We’re all aware of the notion of ‘mantra’ and although it originated in the East, the word has become a part of everyday lingo in the West today. However, this usage is only a superficial one. Many people are still not aware of what a mantra truly is and how it works.
A mantra, also known as mantram, holy name, or a brief prayer, is a spiritual statement. It can either be a single word or a short phrase that is repeated again and again. Eknath Easwaran explains, “The mantram is a short, powerful spiritual formula for the highest power that we can conceive of – whether we call it God, or the ultimate reality, or the Self within. Whatever name we use, with the mantram we are calling up what is best and deepest in ourselves.”
The practice of repeating or chanting a mantra has been used by people all over the world for thousands of years, regardless of their religious, spiritual or wisdom traditions. A few examples of mantras are:
- Hindu: Haré Krishna, Haré Krishna, Krishna Krishna, Haré Haré, Haré Rama, Haré Rama, Rama Rama, Haré Haré
- Buddhist: Om mani padme hum
- Christian: My God and My All
- Muslim: Allahu akbar
- Jewish: Barukh attah Adonai
For some, the word mantra may sound impractical and mystical, even otherworldly and woo-woo, for some, it may conjure up images of meditation or prayer rooms filled with incense and other exotic items. However, there’s nothing magical or occult about it. In fact, it’s the exact opposite — a mantra is as real and practical as it gets. People both in the East and the West have used mantras (although called by different names) for centuries now.

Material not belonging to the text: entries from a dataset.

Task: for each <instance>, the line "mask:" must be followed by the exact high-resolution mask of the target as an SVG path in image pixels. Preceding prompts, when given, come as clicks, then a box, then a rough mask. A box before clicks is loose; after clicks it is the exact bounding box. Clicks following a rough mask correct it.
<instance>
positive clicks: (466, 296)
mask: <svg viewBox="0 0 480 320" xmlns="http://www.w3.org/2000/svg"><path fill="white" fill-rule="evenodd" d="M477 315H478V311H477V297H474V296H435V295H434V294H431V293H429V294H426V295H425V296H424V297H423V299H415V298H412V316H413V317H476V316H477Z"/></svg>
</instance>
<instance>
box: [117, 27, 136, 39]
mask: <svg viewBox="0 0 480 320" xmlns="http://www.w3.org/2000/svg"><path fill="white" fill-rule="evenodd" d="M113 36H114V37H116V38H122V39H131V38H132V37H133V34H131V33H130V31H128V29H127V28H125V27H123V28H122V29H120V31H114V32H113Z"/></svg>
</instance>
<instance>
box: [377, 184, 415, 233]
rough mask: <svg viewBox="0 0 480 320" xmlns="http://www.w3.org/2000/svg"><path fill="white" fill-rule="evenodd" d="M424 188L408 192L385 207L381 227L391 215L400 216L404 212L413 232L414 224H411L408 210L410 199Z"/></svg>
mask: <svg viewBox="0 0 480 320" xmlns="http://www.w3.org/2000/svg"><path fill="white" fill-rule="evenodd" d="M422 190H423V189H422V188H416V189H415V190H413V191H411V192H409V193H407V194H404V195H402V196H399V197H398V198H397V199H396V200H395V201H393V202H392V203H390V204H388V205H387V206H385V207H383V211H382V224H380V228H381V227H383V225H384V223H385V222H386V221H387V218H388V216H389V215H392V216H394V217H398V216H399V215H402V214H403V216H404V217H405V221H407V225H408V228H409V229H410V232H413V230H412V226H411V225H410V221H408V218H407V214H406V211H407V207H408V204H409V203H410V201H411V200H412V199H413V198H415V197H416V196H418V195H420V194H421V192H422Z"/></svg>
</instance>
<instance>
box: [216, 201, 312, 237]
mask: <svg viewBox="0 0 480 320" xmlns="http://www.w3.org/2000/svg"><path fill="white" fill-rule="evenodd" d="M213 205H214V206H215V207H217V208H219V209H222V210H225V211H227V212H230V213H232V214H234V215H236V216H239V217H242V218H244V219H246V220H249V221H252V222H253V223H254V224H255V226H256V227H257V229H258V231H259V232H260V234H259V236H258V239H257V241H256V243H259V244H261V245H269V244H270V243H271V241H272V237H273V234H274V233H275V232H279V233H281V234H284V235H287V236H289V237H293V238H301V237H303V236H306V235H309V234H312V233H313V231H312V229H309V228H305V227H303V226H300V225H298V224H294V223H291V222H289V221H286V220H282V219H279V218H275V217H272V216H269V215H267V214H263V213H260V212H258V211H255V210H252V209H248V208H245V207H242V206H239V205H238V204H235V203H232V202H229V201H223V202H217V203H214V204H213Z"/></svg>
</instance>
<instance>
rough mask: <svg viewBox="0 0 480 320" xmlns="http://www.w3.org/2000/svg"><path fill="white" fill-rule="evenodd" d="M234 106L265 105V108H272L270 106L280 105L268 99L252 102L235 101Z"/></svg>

The way that a mantra works is simple and straightforward. In our everyday lives, it’s easy for us to get stuck on negative thoughts and dwell on them against our better judgment. This further makes us stressed, anxious, frustrated or angry. However, when we choose to repeat a particular mantra silently instead, over and over, we redirect the energy that we would have spent on ruminating on negative aspects to repeating our mantra. Over time as we continue with this discipline, repeating our mantra gives us a solid, stable grounding and helps us feel calm, patient and secure no matter what situation or circumstances we encounter.